Which made it all the more surprising when a couple of months later, having finished basic training as a Civil Service computer programmer and being assigned to a section, my new boss’s boss called me in for a short embarrassed talk about how he’d heard about my goings-on and he wasn’t going to put up with anything of that sort under his leadership, and once again he was quite uninterested in anything I might have to say on the subject, up to and including the supposed assurance I’d earlier received that the subject was now closed.

Fortunately the team I was joining was wise, enlightened and sympathetic to the newest, youngest and greenest member of staff in the building, and they took me to their bosom from the word “go”. Actually, no, wait, what they did was pretty much freeze me out of everything right down to the coffee club based on what they’d heard about me - though I didn’t realize this until a couple of years later when another co-worker (female, as it happened, so I obviously didn’t offend everyone) expressed sympathy over SP73 never giving me a chance, and mentioning why. It’s probably an exaggeration to say that this cast a shadow over the whole of my time with the Civil Service, but it sure didn’t help get it off on the right foot.

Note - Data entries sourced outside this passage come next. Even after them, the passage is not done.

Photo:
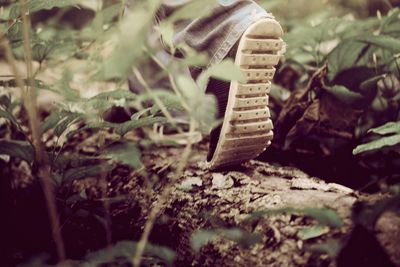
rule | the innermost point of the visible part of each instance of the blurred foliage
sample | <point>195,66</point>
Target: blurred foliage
<point>338,86</point>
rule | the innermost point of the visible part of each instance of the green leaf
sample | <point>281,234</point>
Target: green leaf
<point>312,232</point>
<point>388,128</point>
<point>387,141</point>
<point>86,171</point>
<point>128,52</point>
<point>125,153</point>
<point>332,248</point>
<point>8,116</point>
<point>344,56</point>
<point>51,121</point>
<point>325,216</point>
<point>41,51</point>
<point>36,5</point>
<point>106,16</point>
<point>116,94</point>
<point>202,106</point>
<point>166,30</point>
<point>383,41</point>
<point>65,123</point>
<point>344,95</point>
<point>5,101</point>
<point>200,238</point>
<point>18,149</point>
<point>15,32</point>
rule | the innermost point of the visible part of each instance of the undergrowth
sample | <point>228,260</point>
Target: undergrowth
<point>338,86</point>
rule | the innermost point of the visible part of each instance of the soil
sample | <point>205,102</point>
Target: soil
<point>199,199</point>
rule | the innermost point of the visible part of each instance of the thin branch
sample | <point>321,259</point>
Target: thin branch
<point>30,102</point>
<point>162,200</point>
<point>157,100</point>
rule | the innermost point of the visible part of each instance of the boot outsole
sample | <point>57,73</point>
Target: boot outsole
<point>247,128</point>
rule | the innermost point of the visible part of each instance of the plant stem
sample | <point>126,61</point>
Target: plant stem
<point>30,102</point>
<point>157,100</point>
<point>121,12</point>
<point>162,200</point>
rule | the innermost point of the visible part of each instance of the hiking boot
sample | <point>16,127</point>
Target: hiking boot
<point>246,130</point>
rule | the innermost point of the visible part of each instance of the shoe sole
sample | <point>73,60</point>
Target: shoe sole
<point>247,128</point>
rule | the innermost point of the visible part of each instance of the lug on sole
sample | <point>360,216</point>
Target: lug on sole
<point>247,128</point>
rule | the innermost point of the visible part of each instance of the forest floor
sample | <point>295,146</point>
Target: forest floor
<point>200,199</point>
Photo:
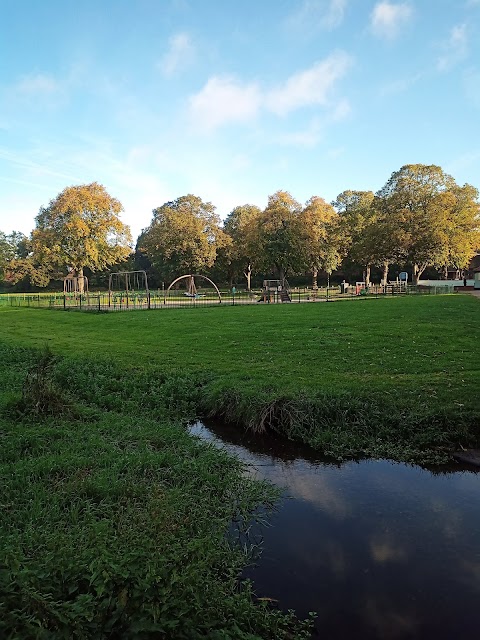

So it’s possibly true to say that I have a few toys in the attic over this, dating from the good old days when sexual harassment was the latest cause du jour, and that while I fully approve and embrace the ideal behind it I have the odd qualm or two over how it works out in practice. I will cheer to the echo the principle that no woman should have to give it up to the boss on pain of sacking, or put up with being treated like a common prostitute by a customer the company wants to brown-nose, or be subjected to a barrage of offensive humour by misogynistic co-workers. It’s just that the system is open to abuse and can result in disproportionate retribution being kangaroo-courted out to someone who may be considerably less able to defend themselves than the presumed victim.

More later, maybe.

**Lynn Bodoni ** said:

Thank you for making my point.

eleanorigby said:

I wasn’t trying to equate them, I was specifically looking for something that no one would feel was sexual harrassment. Something to put a context to “He was bothering me. It wasn’t sexual harrassment, it was just annoying.” Is your response in that situation to run to HR immediately, say something directly, turn and deck him? What?

you with the face said:

Doesn’t answer the question - how would you react? Not if there was a pattern that “raised your suspicions”, just to the actions described.

Interesting. So you would go to a third party to ask them if they saw it and what they thought about it rather than turn to him and say, “Excuse me, are you aware you’re bumping my leg?”

You’re changing the circumstances. I didn’t say he did so 5 or 6 times even after you shifted over.

So is your first response to shift over to avoid the problem? And then second and third and fourth response as well?